Roman Catholic diocese in Meghalaya, India

The Roman Catholic Diocese of Jowai (Iovaien(sis)) is a diocese located in the town of Jowai in the ecclesiastical province of Shillong in India. In a land area of 3,819 square kilometers, the diocesan territory covers the districts of East and West Jaintia Hills in Meghalaya.

==History==
The Diocese of Jowai was erected on 28 January 2006, by Pope Benedict XVI, and Father Vincent Kympat was appointed its first bishop. He was ordained on 2 April 2006, by the Apostolic Nuncio to India, Archbishop Pedro Lopez Quintana.

==Statistics==
When the new diocese of Jowai was erected in the year 2006, it had 59,095 baptized Catholics in the territory which covers Jaintia hills district under 7 parishes.
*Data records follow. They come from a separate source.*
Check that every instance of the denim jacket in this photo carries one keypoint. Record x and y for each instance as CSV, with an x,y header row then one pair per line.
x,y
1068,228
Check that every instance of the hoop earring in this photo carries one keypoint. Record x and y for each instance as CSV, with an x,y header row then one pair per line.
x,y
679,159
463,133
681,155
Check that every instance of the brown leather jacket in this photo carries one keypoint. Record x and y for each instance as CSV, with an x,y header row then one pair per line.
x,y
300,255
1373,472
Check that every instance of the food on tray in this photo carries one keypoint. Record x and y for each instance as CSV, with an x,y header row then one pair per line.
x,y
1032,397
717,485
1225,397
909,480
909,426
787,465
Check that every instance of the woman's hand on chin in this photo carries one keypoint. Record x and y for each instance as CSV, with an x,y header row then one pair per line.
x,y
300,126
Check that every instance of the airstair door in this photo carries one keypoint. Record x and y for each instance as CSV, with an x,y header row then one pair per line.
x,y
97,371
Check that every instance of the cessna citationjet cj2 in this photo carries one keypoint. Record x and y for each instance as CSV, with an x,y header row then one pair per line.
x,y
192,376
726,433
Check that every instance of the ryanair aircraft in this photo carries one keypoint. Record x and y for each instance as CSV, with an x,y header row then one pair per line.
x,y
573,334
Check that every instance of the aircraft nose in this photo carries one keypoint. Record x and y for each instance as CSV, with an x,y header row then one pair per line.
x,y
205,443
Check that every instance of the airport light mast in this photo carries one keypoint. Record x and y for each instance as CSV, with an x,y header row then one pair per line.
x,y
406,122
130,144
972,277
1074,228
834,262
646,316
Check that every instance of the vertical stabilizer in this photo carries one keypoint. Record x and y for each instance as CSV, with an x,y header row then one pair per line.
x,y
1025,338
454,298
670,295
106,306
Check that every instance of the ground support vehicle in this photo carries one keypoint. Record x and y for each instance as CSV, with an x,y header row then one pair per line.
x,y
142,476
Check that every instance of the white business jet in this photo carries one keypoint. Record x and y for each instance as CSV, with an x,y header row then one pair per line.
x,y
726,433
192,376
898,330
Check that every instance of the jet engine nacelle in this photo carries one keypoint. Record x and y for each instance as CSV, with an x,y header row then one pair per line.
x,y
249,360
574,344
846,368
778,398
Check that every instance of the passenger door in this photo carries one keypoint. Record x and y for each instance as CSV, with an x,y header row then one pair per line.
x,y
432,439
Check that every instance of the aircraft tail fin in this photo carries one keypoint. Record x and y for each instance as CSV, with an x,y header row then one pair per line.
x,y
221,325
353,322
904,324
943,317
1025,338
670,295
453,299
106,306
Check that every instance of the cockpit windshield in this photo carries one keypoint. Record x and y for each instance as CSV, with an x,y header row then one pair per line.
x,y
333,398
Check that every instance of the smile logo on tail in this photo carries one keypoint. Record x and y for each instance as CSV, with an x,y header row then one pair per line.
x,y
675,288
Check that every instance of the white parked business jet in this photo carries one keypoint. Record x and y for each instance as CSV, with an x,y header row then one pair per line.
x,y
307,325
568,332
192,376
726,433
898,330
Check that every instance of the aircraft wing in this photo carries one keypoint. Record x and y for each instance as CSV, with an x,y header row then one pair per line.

The diocese have steadily been growing through the years and in 2019 the population of Catholics in the territory have grown to 111,930 under 18 parishes.

==Leadership==
- Bishops of Jowai (Latin Rite)
  - Bishop Vincent Kympat (28 January 2006 – 30 July 2011)
    - Bishop Vincent Kympat was born 17 December 1946, in Moosutong in Shillong Diocese. He was ordained a priest on 23 January 1977, in the diocese of Shillong. He was appointed Bishop of Jowai on 28 January 2006 and was ordained on 2 April 2006. Before becoming a prelate Bishop Kympat was the chairman of Faith Formation Commission and Diocesan Coordinator for Small Christian Communities in the Archdiocese of Shillong. He was the Chairman of Small Christian Communities Commission in North Eastern Regional Bishops' Council of India before he died on 30 July 2011.
  - Bishop Victor Lyngdoh( 20 November 2016 - 06 February 2021 ), previously Bishop of Nongstoin Diocese
  - Bishop Ferdinand Dkhar (October 1, 2023 - Present )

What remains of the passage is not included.